1Department of Surgery, Peking University People’s Hospital, Beijing, China
2Department of Gastroenterology, The first affiliated hospital of Nanjing Medical University, Nanjing, China
3Molecular Genetic Laboratory, College of Medicine, The Catholic University of Korea, Seoul 137-040, Republic of Korea
4Departments of Obstetrics and Gynecology, College of Medicine, The Catholic University of Korea, Seoul 137-040, Republic of Korea
5Departments of Biostatistics, College of Medicine, The Catholic University of Korea, Seoul 137-040, Republic of Korea
6The Korea Research Institute of Bioscience and Biotechnology, Daejeon, Republic of Korea

Received 28 June 2011; Accepted 28 June 2011

Copyright © 2011 Hindawi Publishing Corporation. This is an open access article distributed under the Creative Commons Attribution License, which permits unrestricted use, distribution, and reproduction in any medium, provided the original work is properly cited.

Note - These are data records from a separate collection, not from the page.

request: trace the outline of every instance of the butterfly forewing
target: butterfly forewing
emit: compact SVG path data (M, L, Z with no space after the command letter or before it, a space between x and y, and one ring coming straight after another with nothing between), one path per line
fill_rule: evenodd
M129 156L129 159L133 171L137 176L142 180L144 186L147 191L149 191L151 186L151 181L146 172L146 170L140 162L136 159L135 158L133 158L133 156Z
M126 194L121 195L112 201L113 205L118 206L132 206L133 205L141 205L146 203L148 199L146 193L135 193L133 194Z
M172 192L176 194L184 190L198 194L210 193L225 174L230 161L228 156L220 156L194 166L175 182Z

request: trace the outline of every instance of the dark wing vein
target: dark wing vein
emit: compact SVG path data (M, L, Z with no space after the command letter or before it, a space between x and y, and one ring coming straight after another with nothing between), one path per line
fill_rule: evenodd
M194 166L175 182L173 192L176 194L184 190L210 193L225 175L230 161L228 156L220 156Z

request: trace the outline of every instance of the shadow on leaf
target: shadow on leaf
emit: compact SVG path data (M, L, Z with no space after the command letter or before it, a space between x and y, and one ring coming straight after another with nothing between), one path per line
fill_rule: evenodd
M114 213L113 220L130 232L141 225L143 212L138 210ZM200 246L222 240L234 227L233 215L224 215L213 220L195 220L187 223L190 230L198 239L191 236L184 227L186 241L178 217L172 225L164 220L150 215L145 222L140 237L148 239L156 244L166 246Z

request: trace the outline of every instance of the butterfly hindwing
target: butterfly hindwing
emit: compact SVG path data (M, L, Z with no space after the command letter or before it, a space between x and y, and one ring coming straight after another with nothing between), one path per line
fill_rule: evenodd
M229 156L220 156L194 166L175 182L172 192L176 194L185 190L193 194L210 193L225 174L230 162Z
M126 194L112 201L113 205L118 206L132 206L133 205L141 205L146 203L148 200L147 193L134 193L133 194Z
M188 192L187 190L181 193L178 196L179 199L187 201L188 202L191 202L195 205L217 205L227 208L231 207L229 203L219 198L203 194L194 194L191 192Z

Serum alpha fetoprotein (AFP) is the most widely used tumor marker in detecting patients with hepatocellular carcinoma (HCC). However, it has been indicated that HCCR-1 (human cervical cancer oncogene 1) might be supplementary to AFP in the detection. We conducted a prospective study in 120 normal and 524 liver disease patients to evaluate the significance of simultaneous measurement of 2 tumor markers (AFP and HCCR-1) in the diagnosis of HCC through the cohort study in Korea and China. We also performed immunohistochemical studies using 25 normal subjects (N), 32 liver cirrhosis (LC) and 116 HCC tissues. The sensitivities of AFP (20 ng/mL) and HCCR-1 (10 ng/mL) in HCC were 55.8% (164/294) and 44.2% (130/294), respectively. When AFP was combined with HCCR-1, sensitivities increased to 4.2% (N), 12.7% (chronic hepatitis; CH), 50.0% (LC), and 77.2% (HCC), respectively. Although there was no significant difference in the diagnostic rate for HCC between AFP and HCCR-1, many cases for AFP-negative HCC were positive for HCCR-1 and vice versa. Moreover, the combined use of AFP and HCCR-1 improved the diagnostic rate to 70.8% in small HCC (< 2 cm) and 81.6% in large HCC (≥ 2 cm), respectively. AFP and HCCR-1 are independent markers. Our result suggests that the HCCR-1 could be an useful biomarker for HCC while the diagnostic rate could be significantly improved in the combined use of HCCR-1 and AFP.